Wykrywa miny z dokładnością 92 proc. Nowa technologia pomoże Ukrainie?
Zdaniem ekspertów aż 160 tys. km2 terytorium Ukrainy może być "zanieczyszczonych" minami lądowymi, dlatego też naukowcy Demining Research Community zintensyfikowali swoje wysiłki w zakresie systemu bezpiecznego ich wykrywania, który pomoże w przyszłości oczyścić kraj z wojennych pozostałości.
Niewybuchy czy miny mające powstrzymać wrogie wojska nie mają "terminu ważności", więc wojna się kończy, a one zostają na swoich miejscach i przez długie lata stwarzają zagrożenie dla ludności cywilnej. Z szacunków ekspertów wynika, że na całym świecie zalegają miliony aktywnych min (według danych Landmine and Cluster Munition Monitor w 2020 roku zabiły lub zraniły co najmniej 7000 osób w 54 krajach), a duża część z nich znajduje się obecnie Ukrainie, bo jak podają lokalne władze, zanieczyszczonych jest nimi ok. 160 tys. kilometrów kwadratowych, czyli ok. 13 proc. powierzchni tego kraju.
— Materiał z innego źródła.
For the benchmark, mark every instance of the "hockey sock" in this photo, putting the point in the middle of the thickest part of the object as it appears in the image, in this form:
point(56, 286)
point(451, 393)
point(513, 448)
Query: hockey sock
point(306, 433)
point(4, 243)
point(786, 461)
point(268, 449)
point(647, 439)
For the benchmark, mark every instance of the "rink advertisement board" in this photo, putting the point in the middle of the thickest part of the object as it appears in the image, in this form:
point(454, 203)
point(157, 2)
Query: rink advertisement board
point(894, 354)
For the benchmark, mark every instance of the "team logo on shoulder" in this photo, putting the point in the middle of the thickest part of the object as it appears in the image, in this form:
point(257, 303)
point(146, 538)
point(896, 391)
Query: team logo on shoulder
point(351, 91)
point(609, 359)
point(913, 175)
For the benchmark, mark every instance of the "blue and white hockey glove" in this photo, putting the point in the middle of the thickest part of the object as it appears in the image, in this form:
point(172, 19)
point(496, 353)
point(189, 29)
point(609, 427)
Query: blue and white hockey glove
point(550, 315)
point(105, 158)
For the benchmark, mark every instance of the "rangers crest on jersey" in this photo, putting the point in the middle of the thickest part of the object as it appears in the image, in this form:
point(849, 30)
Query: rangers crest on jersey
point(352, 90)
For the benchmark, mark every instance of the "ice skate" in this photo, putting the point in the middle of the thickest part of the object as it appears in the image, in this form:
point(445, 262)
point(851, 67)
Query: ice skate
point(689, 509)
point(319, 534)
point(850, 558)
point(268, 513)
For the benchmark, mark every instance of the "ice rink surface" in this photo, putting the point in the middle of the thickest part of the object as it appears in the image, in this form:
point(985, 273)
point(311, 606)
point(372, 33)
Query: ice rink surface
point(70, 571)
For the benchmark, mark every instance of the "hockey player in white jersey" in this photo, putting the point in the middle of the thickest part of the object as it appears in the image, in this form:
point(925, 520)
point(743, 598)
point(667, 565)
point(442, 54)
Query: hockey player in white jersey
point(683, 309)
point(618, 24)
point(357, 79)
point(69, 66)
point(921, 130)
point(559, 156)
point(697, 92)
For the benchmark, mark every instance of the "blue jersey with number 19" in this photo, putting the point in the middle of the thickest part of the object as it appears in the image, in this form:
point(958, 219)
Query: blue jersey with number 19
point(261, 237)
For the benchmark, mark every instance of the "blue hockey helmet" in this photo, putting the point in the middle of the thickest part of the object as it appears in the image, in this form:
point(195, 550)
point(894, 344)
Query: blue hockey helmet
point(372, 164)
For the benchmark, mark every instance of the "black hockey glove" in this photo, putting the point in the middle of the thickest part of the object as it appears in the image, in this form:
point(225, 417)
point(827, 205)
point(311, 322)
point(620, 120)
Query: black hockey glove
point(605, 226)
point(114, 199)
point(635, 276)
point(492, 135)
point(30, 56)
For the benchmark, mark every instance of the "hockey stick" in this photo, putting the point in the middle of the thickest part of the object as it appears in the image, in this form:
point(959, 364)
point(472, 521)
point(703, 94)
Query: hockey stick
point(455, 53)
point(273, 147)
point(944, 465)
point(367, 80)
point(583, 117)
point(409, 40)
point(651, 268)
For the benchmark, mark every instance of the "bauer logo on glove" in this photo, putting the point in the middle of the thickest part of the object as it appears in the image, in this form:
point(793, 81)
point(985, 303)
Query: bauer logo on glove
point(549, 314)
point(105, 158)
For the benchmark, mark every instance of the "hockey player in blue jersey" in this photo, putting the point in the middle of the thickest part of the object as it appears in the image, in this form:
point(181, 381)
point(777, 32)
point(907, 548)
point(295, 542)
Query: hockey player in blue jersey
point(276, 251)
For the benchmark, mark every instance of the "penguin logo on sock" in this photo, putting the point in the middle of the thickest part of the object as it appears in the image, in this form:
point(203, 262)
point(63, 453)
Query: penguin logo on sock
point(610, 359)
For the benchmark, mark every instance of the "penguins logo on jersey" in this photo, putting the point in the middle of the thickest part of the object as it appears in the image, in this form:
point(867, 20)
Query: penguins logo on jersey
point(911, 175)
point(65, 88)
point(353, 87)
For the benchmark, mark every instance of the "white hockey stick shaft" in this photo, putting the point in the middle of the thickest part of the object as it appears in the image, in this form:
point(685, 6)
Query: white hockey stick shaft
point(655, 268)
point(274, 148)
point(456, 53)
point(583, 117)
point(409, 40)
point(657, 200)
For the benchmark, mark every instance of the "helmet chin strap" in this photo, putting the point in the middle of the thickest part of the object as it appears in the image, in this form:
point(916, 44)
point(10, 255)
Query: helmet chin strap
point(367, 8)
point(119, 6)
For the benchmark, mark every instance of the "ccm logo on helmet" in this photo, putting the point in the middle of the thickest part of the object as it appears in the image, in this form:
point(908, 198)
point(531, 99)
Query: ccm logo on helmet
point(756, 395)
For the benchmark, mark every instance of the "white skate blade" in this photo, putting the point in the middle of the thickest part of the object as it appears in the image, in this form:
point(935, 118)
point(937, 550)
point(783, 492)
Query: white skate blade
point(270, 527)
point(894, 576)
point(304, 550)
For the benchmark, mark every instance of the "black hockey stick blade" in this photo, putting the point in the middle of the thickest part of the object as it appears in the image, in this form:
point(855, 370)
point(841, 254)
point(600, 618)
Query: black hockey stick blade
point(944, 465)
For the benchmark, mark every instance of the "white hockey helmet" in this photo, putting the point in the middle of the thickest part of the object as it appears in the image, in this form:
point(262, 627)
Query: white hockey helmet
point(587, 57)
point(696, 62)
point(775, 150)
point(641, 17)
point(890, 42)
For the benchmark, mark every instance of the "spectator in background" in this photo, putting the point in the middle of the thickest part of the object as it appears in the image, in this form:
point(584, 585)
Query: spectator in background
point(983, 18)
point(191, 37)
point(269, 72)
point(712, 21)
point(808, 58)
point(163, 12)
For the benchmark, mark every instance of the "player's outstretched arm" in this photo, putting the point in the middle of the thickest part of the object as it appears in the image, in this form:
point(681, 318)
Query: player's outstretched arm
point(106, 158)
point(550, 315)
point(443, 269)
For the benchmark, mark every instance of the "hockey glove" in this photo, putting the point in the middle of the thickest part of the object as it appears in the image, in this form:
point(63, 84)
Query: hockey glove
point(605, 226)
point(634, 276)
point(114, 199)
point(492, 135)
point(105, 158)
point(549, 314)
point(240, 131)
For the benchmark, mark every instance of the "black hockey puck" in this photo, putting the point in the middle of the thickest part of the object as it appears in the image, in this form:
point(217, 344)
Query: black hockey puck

Obecnie za najbardziej humanitarną metodę rozminowywania uznaje się ręczną, czyli mówiąc wprost skanowanie powierzchni wykrywaczem metalem, a następnie "szturchanie", żeby sprawdzić, czy we wskazanym miejscu faktycznie jest mina. Metoda jest wprawdzie skuteczna, ale bardzo droga i niewydajna (często spędza się dużo czasu na dokładnym sprawdzeniu obszaru, na którym nie ma żadnej miny, bo trzeba zachować procedury bezpieczeństwa) i do tego eksponuje człowieka na niebezpieczeństwo, w związku z czym naukowcy szukają lepszych sposobów.